We Are Everywhere….

Years ago, I wrote an essay* about the Stealth Feminist generation, those of us out there quietly carrying the torch of the previous feminist generation – Gloria Steinem, Robin Morgan, Charlotte Bunch, Bella Abzug, Audre Lorde, Shirley Chisholm, Betty Friedan, and so many more – and that my generation (born in the 1960s and early ‘70s) was uniquely unafraid to embrace the “f-word” (feminism) to describe ourselves. (Not so true of the generations since.) At the time, this seemed a discovery of a unique cohort because people like Rush Limbaugh had for decades made women and men everywhere afraid to self-identify as feminists.

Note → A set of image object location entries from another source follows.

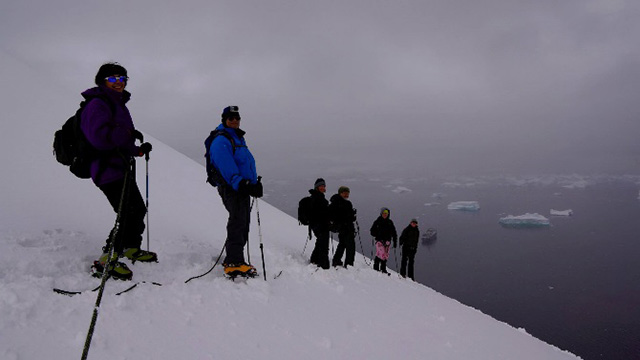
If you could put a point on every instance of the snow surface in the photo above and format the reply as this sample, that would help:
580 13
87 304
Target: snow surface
464 205
52 226
526 220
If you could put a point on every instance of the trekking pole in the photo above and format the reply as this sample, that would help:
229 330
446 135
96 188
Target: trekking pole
146 158
395 254
308 238
361 247
332 252
264 269
110 261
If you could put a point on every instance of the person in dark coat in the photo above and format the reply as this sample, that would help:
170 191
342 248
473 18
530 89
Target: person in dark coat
384 232
342 215
319 224
409 243
107 124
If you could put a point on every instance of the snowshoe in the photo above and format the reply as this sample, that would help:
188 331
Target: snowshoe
134 255
239 270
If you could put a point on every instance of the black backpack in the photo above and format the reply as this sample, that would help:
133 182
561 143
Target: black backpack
305 210
213 175
71 148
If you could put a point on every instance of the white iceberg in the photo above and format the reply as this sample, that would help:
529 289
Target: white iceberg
464 205
526 220
568 212
401 190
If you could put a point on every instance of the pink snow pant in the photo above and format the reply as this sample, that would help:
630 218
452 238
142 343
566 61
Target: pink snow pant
382 249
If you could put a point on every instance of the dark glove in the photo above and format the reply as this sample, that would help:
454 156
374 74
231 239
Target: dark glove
145 149
256 190
138 135
244 187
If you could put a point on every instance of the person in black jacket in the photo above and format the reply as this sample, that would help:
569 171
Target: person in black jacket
409 243
383 232
342 215
319 224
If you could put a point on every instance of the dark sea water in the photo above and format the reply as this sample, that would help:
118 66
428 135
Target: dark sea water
574 284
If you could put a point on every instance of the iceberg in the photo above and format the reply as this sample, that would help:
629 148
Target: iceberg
401 190
562 212
464 205
526 220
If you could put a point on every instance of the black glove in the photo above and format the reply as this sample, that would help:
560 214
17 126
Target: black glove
138 135
244 187
145 149
256 190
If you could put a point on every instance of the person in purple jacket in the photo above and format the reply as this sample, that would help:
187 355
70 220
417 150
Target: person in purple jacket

The Rushes of this world had somehow managed to equate (at least in the public mindset) those women who embrace justice, tolerance and equality with mannishness, anger, hostility, and, dare I say it, being unfeminine. But that was the big lie. The truth is that feminists merely want what all Americans say they want: “Liberty and justice for all.” (It’s just that we underscore the word “all.”)

Technology makes this whole debate passé. Why? Because technology lets all the Stealth Feminists, all the stealth proponents of justice, rise up and say “enough.” It’s not just about labels anymore; it’s about living what you believe in, and using technology to spread the word and come together when we need to. The 2012 election (and every moment since) proved that. We united across our differences and around common sense, electing more women to Congress and sending a message to the Todd Akins and Paul Ryans and others like them that we stealths want our experiences – good or bad – to be taken seriously (and not denounced by some twisted biology lesson about so-called “real rape” and pregnancy with no roots in reality).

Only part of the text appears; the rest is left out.